I couldn’t figure out the EXCEPT operator so I ended up solving the problem without using it. I figured I would post it here in case someone gets stuck too!
My Code:
%%sql
WITH invoice_albums AS
(
SELECT
i.invoice_id,
COUNT(t.track_id) purchased_track_count,
COUNT(distinct a.album_id) album_count
FROM invoice i
INNER JOIN invoice_line il ON il.invoice_id = i.invoice_id
INNER JOIN track t ON t.track_id = il.track_id
INNER JOIN album a ON a.album_id = t.album_id
GROUP BY 1
),
album_track_count AS
(
SELECT
a.album_id,
COUNT(t.track_id) track_count
FROM album a
INNER JOIN track t ON a.album_id = t.album_id
GROUP BY 1
),
first_track_count AS
(
SELECT
il.invoice_id,
MIN(il.track_id) first_track_id,
atc.album_id,
atc.track_count album_track_count,
COUNT(il.track_id) purchased_track_count
FROM invoice_line il
INNER JOIN track t ON t.track_id = il.track_id
INNER JOIN album_track_count atc ON atc.album_id = t.album_id
GROUP BY 1
)
SELECT
CASE
WHEN ia.album_count = 1
AND ftc.purchased_track_count = ftc.album_track_count
THEN "Albums"
ELSE "Singles"
END AS purchase_type,
COUNT(ia.invoice_id) number_of_invoices,
ROUND(CAST(COUNT(ia.invoice_id) AS float)/
(
SELECT COUNT(*)
FROM invoice
),2) percentage
FROM invoice_albums ia
LEFT JOIN first_track_count ftc ON ftc.invoice_id = ia.invoice_id
GROUP BY 1
;
@gdelaserre: recategorized your topic.
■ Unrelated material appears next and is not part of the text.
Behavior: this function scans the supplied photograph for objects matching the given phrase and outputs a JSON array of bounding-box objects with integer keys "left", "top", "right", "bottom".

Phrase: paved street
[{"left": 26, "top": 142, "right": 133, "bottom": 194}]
The Except operator basically excludes to exclude certain criteria and is usually used with a subquery as shown here
First, I’d like to say a huge thank you for posting this solution. I found it much more intuitive than the one given. Thank you.
Second, I’d like to say I improved the code. There were some unnecessary bits. If I’m wrong, anyone is welcome to correct me, although the code arrives at the same answer in fewer steps.
Thanks again.
%%sql
WITH invoice_albums AS
(
SELECT
i.invoice_id,
COUNT(t.track_id) purchased_track_count,
COUNT(DISTINCT t.album_id) album_count,
t.album_id album_id
FROM invoice i
INNER JOIN invoice_line il ON il.invoice_id = i.invoice_id
INNER JOIN track t ON t.track_id = il.track_id
GROUP BY 1
),
album_track_count AS
(
SELECT
t.album_id album_id,
COUNT(t.track_id) album_track_count
FROM track t
GROUP BY 1
)
SELECT
CASE
WHEN ia.album_count = 1
AND ia.purchased_track_count = atc.album_track_count
THEN "Albums"
ELSE "Singles"
END AS purchase_type,
COUNT(ia.invoice_id) number_of_invoices,
ROUND(CAST(COUNT(ia.invoice_id) AS FLOAT) /
(
SELECT COUNT(*)
FROM invoice), 2) percentage
FROM invoice_albums ia
INNER JOIN album_track_count atc ON atc.album_id = ia.album_id
GROUP BY purchase_type
I totally misunderstood this problem! I was trying to figure out how to also find albums within a purchase (for example, invoice x contains 1 album, but also 3 singles - the purchase would be both album and singles) that I got lost in the weeds. Being able to throw away any invoice where album_count > 1 is such a huge simplification. Thanks.
I am myself one of the people that misunderstood the problem just like @jasonboyle90 said before me.
I thought about this way of solving the exercise but then I stopped because the misunderstanding. I have solved the problem in this way, but I will strive to understand also the way of solving it with the EXCEPTION method.
WITH pre_base
AS (SELECT al.album_id,
Count(tr.track_id) t_cnt
FROM track tr
LEFT JOIN album al
ON al.album_id = tr.album_id
GROUP BY 1),
base
AS (SELECT i.invoice_id,
CASE
WHEN Count(DISTINCT al.album_id) = 1
AND Count(DISTINCT tr.track_id) = pb.t_cnt THEN "album"
ELSE "track"
END AS Category
FROM invoice i
LEFT JOIN invoice_line il
ON i.invoice_id = il.invoice_id
LEFT JOIN track tr
ON il.track_id = tr.track_id
LEFT JOIN album al
ON al.album_id = tr.album_id
LEFT JOIN pre_base pb
ON pb.album_id = tr.album_id
GROUP BY 1)
SELECT category,
Count(invoice_id) num_of_inv,
Round(Cast(Count(invoice_id) AS FLOAT) / Cast((SELECT Count(*)
FROM base)AS FLOAT) *
100, 2)
pct_invoice
FROM base
GROUP BY 1
However I need to revisit and see if I can leverage EXCEPT clause in the logic to achieve the same result. After all we are here to learn the concepts.